Assai poco convincente il valore divulgativo dell’opera, ennesima summa dei motivi retorici di cui è zeppa la vulgata sulla memoria storica italiana. Chi fosse interessato a uno studio sull’argomento, vi troverà una rassegna degli stereotipi sul biennio di occupazione italiana trascorso “in un clima da vacanza continua, tra amorazzi, bagni di mare e di sole” (p. 17) e caricature di maniera sui “cefalleni suadenti contapalle” (p. 39). Ben vengano i contributi di quanti non sono, come l’autore dichiara di essere, “non esperti ma semplici curiosi della Storia” (p. 289), ma sulla base di quali argomentazioni si può asserire (p. 16) che fino all’8 settembre 1943 “l’esistenza dei militari italiani a Cefalonia è quella ben rappresentata dal film Mediterraneo”? Forse all’autore è sfuggito che l’occupazione italiana di Cefalonia coincise con un programma di denazionalizzazione forzata, volta a italianizzare la popolazione locale.
In un mal riuscito equilibrio fra testo e sottotesto, Caruso polemizza con la “Sinistra, per decenni distributrice di patenti su ciò che andava onorato e su ciò che andava dimenticato della seconda guerra mondiale” (p. 289).
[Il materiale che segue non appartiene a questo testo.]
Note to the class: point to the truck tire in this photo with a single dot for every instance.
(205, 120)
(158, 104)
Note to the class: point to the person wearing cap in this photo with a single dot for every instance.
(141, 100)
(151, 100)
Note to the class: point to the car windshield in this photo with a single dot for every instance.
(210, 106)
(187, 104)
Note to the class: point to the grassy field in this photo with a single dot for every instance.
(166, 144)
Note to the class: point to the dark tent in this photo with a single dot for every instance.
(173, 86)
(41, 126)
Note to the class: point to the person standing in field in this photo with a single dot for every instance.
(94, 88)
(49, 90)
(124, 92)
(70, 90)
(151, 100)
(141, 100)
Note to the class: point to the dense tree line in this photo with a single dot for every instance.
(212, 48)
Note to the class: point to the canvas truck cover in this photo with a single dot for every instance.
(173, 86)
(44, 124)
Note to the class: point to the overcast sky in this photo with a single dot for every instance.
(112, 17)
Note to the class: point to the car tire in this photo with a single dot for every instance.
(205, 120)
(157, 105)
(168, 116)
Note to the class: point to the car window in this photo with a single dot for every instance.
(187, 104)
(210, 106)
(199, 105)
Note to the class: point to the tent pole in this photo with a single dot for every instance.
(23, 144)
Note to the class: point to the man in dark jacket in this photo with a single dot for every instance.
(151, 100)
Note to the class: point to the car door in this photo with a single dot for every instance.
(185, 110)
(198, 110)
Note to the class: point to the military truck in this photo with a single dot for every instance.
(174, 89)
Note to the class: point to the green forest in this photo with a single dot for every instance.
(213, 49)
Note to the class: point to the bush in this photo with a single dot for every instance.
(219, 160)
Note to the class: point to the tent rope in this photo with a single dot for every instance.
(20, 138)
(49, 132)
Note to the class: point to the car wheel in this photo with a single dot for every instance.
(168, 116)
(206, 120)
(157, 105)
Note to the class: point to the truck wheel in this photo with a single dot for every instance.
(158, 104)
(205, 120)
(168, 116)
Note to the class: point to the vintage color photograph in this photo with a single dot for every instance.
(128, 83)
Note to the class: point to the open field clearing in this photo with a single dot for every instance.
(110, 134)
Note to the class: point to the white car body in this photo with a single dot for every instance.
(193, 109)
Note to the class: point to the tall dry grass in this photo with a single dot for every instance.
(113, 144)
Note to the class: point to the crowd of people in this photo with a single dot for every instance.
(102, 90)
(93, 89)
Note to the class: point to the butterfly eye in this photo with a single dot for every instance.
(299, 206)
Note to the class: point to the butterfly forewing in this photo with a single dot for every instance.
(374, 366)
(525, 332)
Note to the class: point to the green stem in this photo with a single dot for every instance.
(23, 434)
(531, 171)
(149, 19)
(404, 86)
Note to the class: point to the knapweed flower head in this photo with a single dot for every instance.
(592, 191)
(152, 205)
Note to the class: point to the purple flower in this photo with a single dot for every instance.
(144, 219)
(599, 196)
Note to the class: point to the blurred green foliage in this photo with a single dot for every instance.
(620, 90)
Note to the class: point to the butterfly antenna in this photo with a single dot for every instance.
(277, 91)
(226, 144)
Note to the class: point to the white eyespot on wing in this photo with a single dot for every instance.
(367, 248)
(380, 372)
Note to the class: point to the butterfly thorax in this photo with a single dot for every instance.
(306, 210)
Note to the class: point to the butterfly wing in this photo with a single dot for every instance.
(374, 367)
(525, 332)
In favore di questa tesi, denuncia l’insabbiamento dell’istruttoria aperta a metà degli anni cinquanta sui fatti di Cefalonia “grazie all’intervento di due ministri italiani, Antonio Martino [sic!]e Paolo Emilio Taviani” (p. 279). L’ansia della demonizzazione gli impedisce di precisare che trattasi, rispettivamente, di un liberale e di un democristiano.